Is it possible to know how much of Fisher was used? Seems like that is conversational and most related to the kind of data that I am looking at. Was the entire Fisher data set used?
Is it possible get the training csv that you used?
Thanks @reuben. Sorry if I missed any of those details that are already covered.
I had one more question on your initial training: Was the entire 3817 hours fed into the model and the 3 phase training done or was it broken down by dataset or some other fashion for the 3-phase training.
Does the final outcome of the model (WER) differ based on whether it was trained for the 3817 hours all in one shot or trained first on 960 hours of LS, then 1700 WAMU recordings and so (where we compute the WER using the final cumulative model). Hope I am making sense.
Asking this also for my own custom training standpoint- so if I have a 500 hour dataset, will WER vary when I train:
the entire 500 hours over the 0.7.0 released checkpoint and test
or
train an 100 hours over the 0.7.0 released checkpoint, then add the next 100 hours and so to get to the same 500 hours as in the prior case and then test
Also would you recommend using early stopping when fine tuning?
Thank you very much for the response. So if I have 500 hours it would be a good idea to train in one shot save the model and checkpoints. If I get a new set of 1000 hours of similar type data, should I do the 500+1000 from the released 0.7.0 checkpoint or just do the new 1000 on my saved checkpoint? Is there a recommended approach for this?
Also should the 3 phase training process be followed for fine tuning as well?

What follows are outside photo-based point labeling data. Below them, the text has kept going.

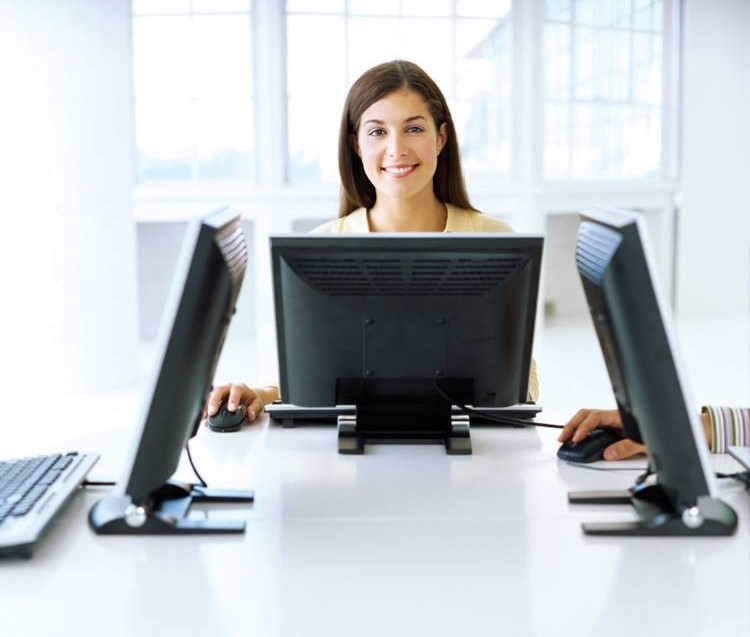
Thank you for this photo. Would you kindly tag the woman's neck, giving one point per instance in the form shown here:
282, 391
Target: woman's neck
414, 215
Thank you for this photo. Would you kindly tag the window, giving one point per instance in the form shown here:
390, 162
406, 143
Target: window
602, 89
594, 110
464, 45
193, 85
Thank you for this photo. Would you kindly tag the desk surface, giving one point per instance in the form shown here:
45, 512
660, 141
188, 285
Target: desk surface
404, 540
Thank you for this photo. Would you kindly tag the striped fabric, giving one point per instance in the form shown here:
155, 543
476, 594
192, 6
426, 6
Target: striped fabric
729, 426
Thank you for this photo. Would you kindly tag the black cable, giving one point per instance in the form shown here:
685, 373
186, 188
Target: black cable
740, 476
503, 420
585, 465
192, 464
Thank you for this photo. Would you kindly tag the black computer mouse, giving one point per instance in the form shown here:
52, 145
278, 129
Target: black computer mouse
226, 421
591, 448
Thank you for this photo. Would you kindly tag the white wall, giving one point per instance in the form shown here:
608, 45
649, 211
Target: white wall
714, 232
67, 246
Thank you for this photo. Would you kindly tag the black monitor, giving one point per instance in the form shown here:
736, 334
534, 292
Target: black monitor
195, 321
630, 316
403, 325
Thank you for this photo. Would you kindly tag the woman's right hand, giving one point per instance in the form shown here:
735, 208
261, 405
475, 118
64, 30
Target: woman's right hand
586, 420
255, 399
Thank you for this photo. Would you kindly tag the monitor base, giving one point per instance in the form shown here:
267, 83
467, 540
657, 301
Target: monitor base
658, 516
166, 513
457, 439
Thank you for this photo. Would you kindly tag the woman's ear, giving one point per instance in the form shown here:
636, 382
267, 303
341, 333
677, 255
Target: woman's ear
354, 144
442, 136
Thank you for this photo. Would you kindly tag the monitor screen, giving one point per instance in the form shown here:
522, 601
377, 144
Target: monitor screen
631, 319
399, 317
197, 314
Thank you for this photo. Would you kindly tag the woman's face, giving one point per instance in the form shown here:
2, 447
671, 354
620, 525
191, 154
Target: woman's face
399, 145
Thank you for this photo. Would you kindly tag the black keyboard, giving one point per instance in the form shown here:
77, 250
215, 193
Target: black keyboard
32, 492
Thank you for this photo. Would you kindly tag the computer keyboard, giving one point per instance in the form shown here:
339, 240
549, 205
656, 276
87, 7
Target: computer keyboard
32, 492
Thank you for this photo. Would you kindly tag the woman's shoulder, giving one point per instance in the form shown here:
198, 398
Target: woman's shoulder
355, 221
467, 220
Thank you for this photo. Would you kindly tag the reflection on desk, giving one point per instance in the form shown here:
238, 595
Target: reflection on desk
404, 540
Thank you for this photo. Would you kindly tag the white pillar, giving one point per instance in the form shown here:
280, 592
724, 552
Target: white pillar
67, 236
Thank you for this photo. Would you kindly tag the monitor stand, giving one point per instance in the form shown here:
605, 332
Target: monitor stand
658, 515
401, 411
166, 512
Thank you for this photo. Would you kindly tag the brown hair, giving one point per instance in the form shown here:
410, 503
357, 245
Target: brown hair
356, 189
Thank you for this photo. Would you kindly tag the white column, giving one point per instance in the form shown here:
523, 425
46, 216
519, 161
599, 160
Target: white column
67, 237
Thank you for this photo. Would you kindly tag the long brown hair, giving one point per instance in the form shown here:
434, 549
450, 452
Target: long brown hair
356, 189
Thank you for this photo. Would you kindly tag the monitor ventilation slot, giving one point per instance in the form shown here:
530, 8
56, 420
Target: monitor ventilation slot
594, 250
234, 250
429, 276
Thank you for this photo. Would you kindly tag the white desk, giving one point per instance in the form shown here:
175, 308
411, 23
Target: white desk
404, 540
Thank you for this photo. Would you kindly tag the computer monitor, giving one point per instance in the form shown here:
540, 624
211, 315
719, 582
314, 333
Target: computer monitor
631, 319
197, 314
401, 325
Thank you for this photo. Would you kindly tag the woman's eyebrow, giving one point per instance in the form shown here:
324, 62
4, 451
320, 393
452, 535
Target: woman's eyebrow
380, 122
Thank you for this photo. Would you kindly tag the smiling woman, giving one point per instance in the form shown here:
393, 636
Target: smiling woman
400, 171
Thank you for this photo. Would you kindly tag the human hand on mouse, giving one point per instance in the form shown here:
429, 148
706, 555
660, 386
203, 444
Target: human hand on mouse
585, 420
255, 399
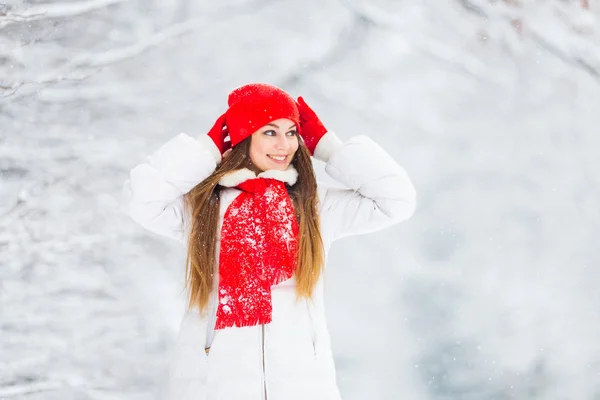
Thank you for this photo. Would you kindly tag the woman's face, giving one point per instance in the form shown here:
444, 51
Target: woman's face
273, 146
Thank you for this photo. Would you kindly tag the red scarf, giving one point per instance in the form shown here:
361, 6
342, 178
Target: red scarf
258, 250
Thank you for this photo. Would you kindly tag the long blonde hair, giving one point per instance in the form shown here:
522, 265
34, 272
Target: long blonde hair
203, 204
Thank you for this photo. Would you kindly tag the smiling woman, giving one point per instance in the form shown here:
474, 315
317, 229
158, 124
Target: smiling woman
258, 227
274, 145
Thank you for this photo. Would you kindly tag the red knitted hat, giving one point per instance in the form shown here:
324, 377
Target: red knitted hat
255, 105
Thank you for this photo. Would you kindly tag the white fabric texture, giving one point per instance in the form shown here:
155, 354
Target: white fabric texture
291, 357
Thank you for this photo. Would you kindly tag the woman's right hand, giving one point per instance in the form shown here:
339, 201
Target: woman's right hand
218, 133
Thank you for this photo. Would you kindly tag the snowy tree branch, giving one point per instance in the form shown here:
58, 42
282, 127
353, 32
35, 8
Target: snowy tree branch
494, 13
56, 10
429, 47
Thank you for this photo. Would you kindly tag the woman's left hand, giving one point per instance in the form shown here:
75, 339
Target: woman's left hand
311, 127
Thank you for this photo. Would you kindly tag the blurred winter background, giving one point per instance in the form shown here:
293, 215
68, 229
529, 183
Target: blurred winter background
493, 107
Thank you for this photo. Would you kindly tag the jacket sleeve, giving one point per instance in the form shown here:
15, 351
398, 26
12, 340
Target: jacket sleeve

The three phase training is simply a consequence of training until validation loss stops improving, then lowering the learning rate and continuing from the best validation loss checkpoint. It’s not necessarily something you’ll have to do for fine tuning, as the behavior of the training process changes with the dataset. You’ll have to figure out for yourself what works best on your dataset.
Thanks for the clarification.
Would you also be comment on this:
So if I have 500 hours it would be a good idea to train in one shot save the model and checkpoints. If I get a new set of 1000 hours of similar type data, should I do the 500+1000 from the released 0.7.0 checkpoint or just do the new 1000 on my saved checkpoint? Is there a recommended approach for this?